A digital shekel may take the move away from privacy one step further. Not only could it enable the government to track our financial operations, but also a digital shekel could grant them the power of direct enforcement. The government will have the ability to know what each person is doing with each of his shekels. They will be able to restrict everyone from using their money for whatever reasons the government decides. For example, the government could decide to ban us from buying chametz (leavened products - ed.) on Passover, or even collect taxes and fines immediately - because it simply can.
The reason for this lies in the technology that enables digital currencies, blockchain technology. In essence, the blockchain is a central digital ledger - in which every action taken within the network is recorded. Bitcoin and other cryptocurrencies use an open and distributed ledger where no one has exclusive control, and anyone can track the flow of funds on-chain. The digital shekel may work in an opposite way. Like other government digital currencies, the digital shekel will likely be based on a closed ledger under the complete control of the Bank of Israel and government ministries. Digital shekel planners are still debating between blockchain and other technologies, but one way or another, the project could escape the values of openness, transparency, and equality inherent in Bitcoin.

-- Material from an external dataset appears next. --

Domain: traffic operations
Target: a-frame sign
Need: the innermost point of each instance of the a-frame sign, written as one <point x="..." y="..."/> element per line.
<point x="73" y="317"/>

Ultimately, it is not enough that a CBDC may not promote the values of Bitcoin like financial freedom and privacy protection; it may even lead us to a reverse dystopia where a citizen has no free space of action. The Bank of Israel and its leaders should be mindful of the risks inherent in closed digital currencies and prioritize individual freedoms over the accumulation of government power. If these freedom-promoting efforts aren't made ahead of time, any government attempt at digital currency will ultimately fail. After all, humans were born free and are meant to live a free life. And it is necessary to wonder whether digital government money is not merely a form of innovative prison?